A good story
is always a story of conflict. A boring story is one in which everything goes
right and nothing goes wrong. The sharper the conflict the more there is in
favor of the story being a good one. This conflict comes in all shapes and
sizes. Conflict between two persons, conflict between two teams, two parties,
two countries. The conflict always works its way into the lives of at least two
people. The persons involved may be part of a larger body, such as a
corporation, or an athletic team, a culture, an army. Even the abstract crystallizes
into the concrete lives of human beings. Consider Karl Marx, The Communist Manifesto, and the assumed
struggle between the proletariat and the bourgeoisie, how it led to the great
revolutions that produced the Soviet
Union and Red
China. Or, Hitler’s Mein Kampf with
its seminal idea of the extermination of European Jewry, the demand for
Lebensraum, and the ideal of racial purity all of which led to Nazi death
camps all over Europe and a war on two fronts.
Conflict is
essential to a story’s credibility not to mention its success. Anyone who knows
anything about writing knows that. But why is that so? Why is the conflict so
tantalizing, even as it may require the horrors of the human condition to be
starkly painted?
At bottom, it
is because there is nothing else the human being can relate to. Ever since the
Fall, man has always known struggle and conflict. It is part and parcel to his
existence. That's what Mom and Dad, and Aunt Max and Uncle Jesse talk about. It's what the neighbors gossip about over the fence. It's what my dog experienced with the dysplasia in his hip.
That struggle
comes under the two broad categories of good and evil. These
may refer to the physical conflict that typically is used to describe the human
condition - desert and paradise, poverty and riches, paucity and plenitude.
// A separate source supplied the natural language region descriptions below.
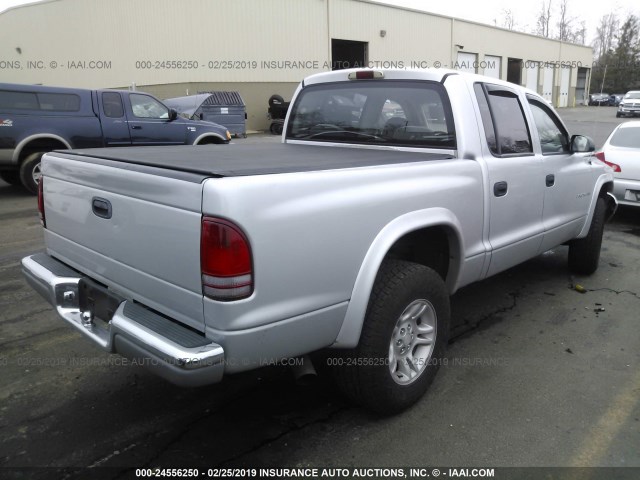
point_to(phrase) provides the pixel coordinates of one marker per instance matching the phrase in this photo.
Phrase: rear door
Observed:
(567, 177)
(515, 176)
(149, 122)
(115, 128)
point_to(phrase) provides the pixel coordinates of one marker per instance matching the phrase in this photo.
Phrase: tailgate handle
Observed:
(101, 207)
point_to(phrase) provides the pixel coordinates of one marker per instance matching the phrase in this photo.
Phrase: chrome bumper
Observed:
(172, 351)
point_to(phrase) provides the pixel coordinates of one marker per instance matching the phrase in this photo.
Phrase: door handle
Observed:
(101, 207)
(551, 180)
(500, 189)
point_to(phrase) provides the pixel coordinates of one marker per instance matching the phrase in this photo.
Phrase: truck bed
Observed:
(244, 160)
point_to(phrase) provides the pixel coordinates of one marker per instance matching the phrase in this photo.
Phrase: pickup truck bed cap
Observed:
(243, 160)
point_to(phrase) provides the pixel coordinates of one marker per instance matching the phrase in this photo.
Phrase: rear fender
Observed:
(604, 187)
(433, 217)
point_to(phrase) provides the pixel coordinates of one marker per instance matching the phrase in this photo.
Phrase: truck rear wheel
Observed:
(11, 177)
(584, 253)
(403, 339)
(30, 172)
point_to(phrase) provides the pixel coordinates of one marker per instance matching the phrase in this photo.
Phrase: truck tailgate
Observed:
(134, 231)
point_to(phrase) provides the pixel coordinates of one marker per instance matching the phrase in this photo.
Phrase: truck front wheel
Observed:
(30, 172)
(403, 339)
(584, 253)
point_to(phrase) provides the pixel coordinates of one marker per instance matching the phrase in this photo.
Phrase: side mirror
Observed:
(582, 144)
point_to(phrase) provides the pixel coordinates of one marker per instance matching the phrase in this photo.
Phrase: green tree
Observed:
(617, 69)
(626, 58)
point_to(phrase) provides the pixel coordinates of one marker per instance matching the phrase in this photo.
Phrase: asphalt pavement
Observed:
(537, 375)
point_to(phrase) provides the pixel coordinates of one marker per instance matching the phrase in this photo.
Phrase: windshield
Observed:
(402, 113)
(628, 137)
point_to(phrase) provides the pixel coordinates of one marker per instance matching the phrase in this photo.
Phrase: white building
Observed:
(173, 48)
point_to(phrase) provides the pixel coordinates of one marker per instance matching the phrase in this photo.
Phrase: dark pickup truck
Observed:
(38, 119)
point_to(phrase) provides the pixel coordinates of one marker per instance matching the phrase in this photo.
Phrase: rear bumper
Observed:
(172, 351)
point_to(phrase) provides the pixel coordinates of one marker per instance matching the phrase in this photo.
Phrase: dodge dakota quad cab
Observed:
(38, 119)
(390, 190)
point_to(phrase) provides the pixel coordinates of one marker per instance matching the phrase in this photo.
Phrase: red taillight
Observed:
(43, 220)
(225, 261)
(615, 166)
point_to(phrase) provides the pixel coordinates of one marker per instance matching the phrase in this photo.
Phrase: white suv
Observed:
(630, 104)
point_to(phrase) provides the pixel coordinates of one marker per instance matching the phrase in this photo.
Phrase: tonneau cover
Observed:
(235, 160)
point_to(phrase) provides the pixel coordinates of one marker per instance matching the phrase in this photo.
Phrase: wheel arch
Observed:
(42, 142)
(209, 139)
(401, 239)
(604, 188)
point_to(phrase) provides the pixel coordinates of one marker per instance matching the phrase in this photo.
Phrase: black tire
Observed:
(275, 100)
(30, 171)
(366, 375)
(11, 177)
(584, 253)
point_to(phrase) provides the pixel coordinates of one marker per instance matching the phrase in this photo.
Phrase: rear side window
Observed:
(503, 120)
(60, 102)
(553, 137)
(112, 105)
(379, 112)
(18, 100)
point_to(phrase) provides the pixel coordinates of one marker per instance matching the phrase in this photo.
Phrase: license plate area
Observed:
(98, 300)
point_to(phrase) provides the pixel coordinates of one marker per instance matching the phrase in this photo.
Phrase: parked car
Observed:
(38, 119)
(630, 104)
(391, 189)
(614, 99)
(621, 152)
(599, 99)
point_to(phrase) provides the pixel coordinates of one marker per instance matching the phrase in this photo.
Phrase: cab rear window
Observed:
(386, 112)
(61, 102)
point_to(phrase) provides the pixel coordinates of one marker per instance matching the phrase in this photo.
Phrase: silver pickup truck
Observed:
(391, 189)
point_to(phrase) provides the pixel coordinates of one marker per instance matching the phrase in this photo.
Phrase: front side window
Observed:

But they also refer to moral conflict, the clash between doing the right
and doing the wrong.
If good and evil
are the essence of conflict, then every good story of fiction in some fashion is a
story about precisely that, good and evil.
Think of that,
as a Christian writer. Only the Christian, enlightened by the word of God and
illuminated by the Holy Spirit, truly knows what good and evil are. The
Christian writer is the most qualified to write anything fictional from that
standpoint. If that truth could sink deep into every Christian writer’s
literary heart, I think it would profoundly impact Christian fiction.
Paul wrote,
the Lord Jesus Christ ‘gave
himself for our sins to rescue us from this present evil age according to the
will of our God and Father.’
Gal 1:4. This world is intrinsically, inherently, through and through an evil,
dark world, and the Christian is the lamp that God has placed here to shed some
light on it (Matt 5:16 ). A Christian writer of fiction is the
only truly eligible writer that can do this for the reading world.
Fiction is a
marvelous vehicle to bring the reader face to face with not only the evil
around him, but also the evil within. When trying to do this, however, it can
easily come across as preachy dialogue set in a cast of out-of-touch maudlin
characters. There is no requisite for sermonizing. Serious dialogue, yes, where
the ‘unbeliever’ is not a push over. Rosy personalities are fine as long as the
rose faces the thorns, blight, and drought of the real world - the evil world.
Just as
important as the message is the tapestry it is woven into. The writer must
write with the greatest care, not shabbily, but as an artisan, crafting his
words and sentences into a laudable tale that brings to the eyes and mind of
the reader what the conflict between good and evil really is. As the most
serious problem in the universe - good and evil - the work becomes a weighty
tale elegantly woven. That is not easy, but no work of art that truly earns
that accolade is easy. As Christian and writer, it is incumbent that we put
into our story the best that we have. Our goal is to paint the canvas and
charge the imagination so that the ubiquitous evil character of this world, which
reigns in the heart of every person from birth, is not glossed over. The
revelation of evil readies the stage for the only hope and deliverance from it,
the great redemption through the Lord Jesus Christ.